Question

One solution to the differential equation: \[y''-2\tan(x) \ y' -y=0 \ is \ y=\frac{ 1 }{ \cos x }\] Find another solution of the equation such that the two solutions form a fundamental set of solutions

Answer 1

Got an A in Diff Eq in the fall, can't remember anything about it now :(

Answer 2

I believe this is a problem addressing reduction of order isn't it @Wislar ?

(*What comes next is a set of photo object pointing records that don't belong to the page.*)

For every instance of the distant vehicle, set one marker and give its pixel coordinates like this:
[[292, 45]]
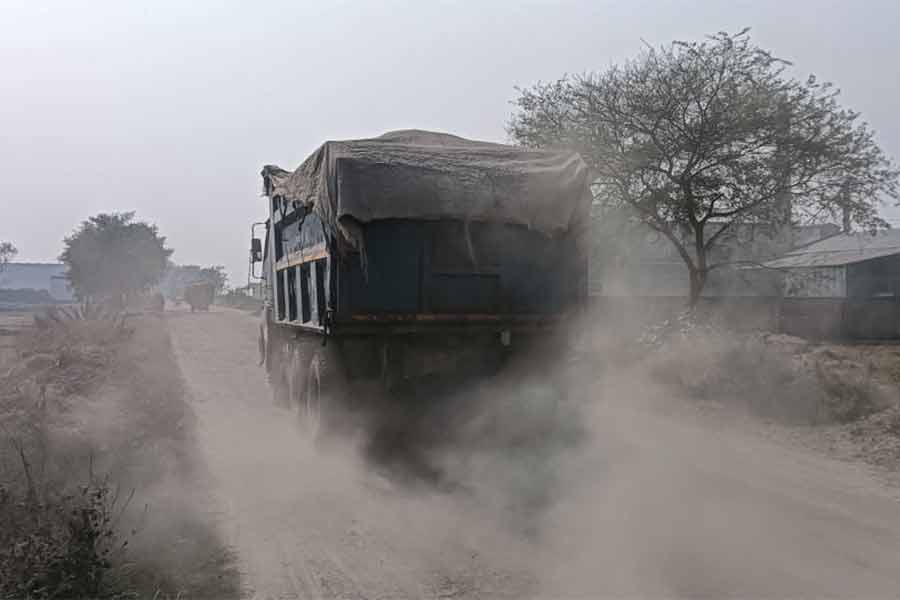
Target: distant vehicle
[[199, 295], [415, 257]]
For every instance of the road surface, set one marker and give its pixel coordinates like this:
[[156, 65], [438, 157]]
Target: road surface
[[652, 506]]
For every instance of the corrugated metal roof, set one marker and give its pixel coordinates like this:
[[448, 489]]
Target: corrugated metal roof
[[841, 250]]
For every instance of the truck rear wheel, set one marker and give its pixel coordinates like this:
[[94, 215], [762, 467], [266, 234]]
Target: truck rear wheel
[[322, 402]]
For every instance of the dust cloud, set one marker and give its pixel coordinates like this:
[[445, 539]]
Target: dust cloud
[[630, 491]]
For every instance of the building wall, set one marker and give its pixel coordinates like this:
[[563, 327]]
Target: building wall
[[816, 282], [34, 276]]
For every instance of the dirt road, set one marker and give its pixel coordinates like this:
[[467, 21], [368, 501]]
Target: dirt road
[[654, 506]]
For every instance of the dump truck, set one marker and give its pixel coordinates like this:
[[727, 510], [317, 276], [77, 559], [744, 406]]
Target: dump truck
[[413, 258], [199, 295]]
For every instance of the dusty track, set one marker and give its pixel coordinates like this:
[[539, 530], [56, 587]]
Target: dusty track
[[656, 506]]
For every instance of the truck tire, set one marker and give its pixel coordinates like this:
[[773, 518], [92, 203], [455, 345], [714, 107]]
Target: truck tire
[[322, 401]]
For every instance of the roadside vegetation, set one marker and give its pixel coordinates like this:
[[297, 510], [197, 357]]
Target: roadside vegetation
[[838, 398], [102, 490]]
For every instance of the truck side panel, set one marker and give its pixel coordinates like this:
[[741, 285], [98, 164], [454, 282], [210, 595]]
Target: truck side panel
[[451, 268]]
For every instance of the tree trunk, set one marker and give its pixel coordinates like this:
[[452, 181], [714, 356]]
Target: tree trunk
[[697, 280]]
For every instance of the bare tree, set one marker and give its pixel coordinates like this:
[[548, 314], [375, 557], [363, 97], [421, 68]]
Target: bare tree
[[695, 137], [7, 253]]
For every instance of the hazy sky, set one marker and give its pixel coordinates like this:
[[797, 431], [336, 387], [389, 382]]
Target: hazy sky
[[170, 108]]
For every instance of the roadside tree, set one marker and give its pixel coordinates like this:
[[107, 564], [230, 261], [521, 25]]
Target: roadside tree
[[694, 138], [112, 256]]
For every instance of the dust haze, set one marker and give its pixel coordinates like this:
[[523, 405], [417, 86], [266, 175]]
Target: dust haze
[[633, 493]]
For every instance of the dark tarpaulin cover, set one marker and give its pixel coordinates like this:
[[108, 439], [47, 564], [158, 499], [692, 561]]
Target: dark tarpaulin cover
[[423, 175]]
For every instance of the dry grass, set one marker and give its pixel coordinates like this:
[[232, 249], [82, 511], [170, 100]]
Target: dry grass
[[94, 396]]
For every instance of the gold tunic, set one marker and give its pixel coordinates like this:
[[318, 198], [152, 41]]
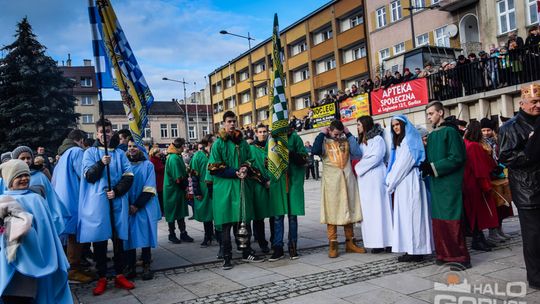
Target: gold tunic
[[340, 201]]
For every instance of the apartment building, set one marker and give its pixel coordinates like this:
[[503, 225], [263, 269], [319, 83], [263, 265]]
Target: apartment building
[[325, 51]]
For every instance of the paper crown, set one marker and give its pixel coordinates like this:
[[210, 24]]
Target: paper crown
[[530, 91]]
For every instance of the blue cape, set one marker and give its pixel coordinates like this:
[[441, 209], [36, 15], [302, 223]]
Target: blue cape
[[40, 254], [143, 224], [413, 140], [66, 182], [94, 224], [60, 214]]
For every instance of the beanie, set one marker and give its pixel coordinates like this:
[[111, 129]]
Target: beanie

I believe you want to start with setting:
\[\Large y=\frac{c(x)}{\cos x} \]

Answer 3

I'm sure you could do it that way, but taking the derivatives like that would take awhile. Isn't there a way to do this with Able's formula?

Answer 4

Using Abel's Formula, let \(y_2\) be the solution you're looking for. Then you set up the following equation:
\[\large W(\sec x,y_2)=Ce^{-\int (-2\tan x)~dx}\]
Which is the same as
\[\large\begin{vmatrix}\sec x&y_2\\\sec x\tan x&y_2'\end{vmatrix}=Ce^{2\int \tan x~dx}\]
Solving for \(y_2\) gives a solution in the form @Spacelimbus mentioned.

Answer 5

I tried solving it using reduction of order, but I couldn't get that to work out

Answer 6

\[y=\frac{ v }{ \cos x } \\ \\ y'=\frac{ v' \cos x +v \sin x }{ \cos ^{2}x } \\ y''=\frac{ v''\cos ^{3}x +vcos ^{3}x+2\cos ^{2}x \sin x v' + 2vcosx \sin ^{2}x }{ \cos ^{4}x }\]

Answer 7

Have you tried the method I used? It seems to work out, and I've checked the answer with WolframAlpha

Answer 8

I did try your method too and it is actually much easier than reduction of order, but I got C/cosx with yours too and that is the same thing as the current solution.

Answer 9

Evaluating the Wronskian in my last equation gives you
\[\large\sec x~y_2'-\sec x\tan x~y_2=Ce^{-2\ln|{\cos x}|}\\
\large\sec x~y_2'-\sec x\tan x~y_2=C\left(e^{\ln|{\cos x}|}\right)^{-2}\\
\large\sec x~y_2'-\sec x\tan x~y_2=C\left(\cos x\right)^{-2}\\
\large\sec x~y_2'-\sec x\tan x~y_2=C\sec^2x\\
\large \cos x~y_2'-\sin x~y_2=C\]
Note that the LHS is the result of a differentiation of a product:
\[\large \color{red}{\cos x~y_2'-\sin x~y_2}=C\\
\large \color{red}{\frac{d}{dx}\left[\cos x~y_2\right]}=C\]
Integrating both sides, you get
\[\large\cos x~y_2=Cx\\
\large y=\frac{Cx}{\cos x}\]

Answer 10

I see what happened. I forgot to integrate the C. Thank you so much!

Answer 11

You're welcome!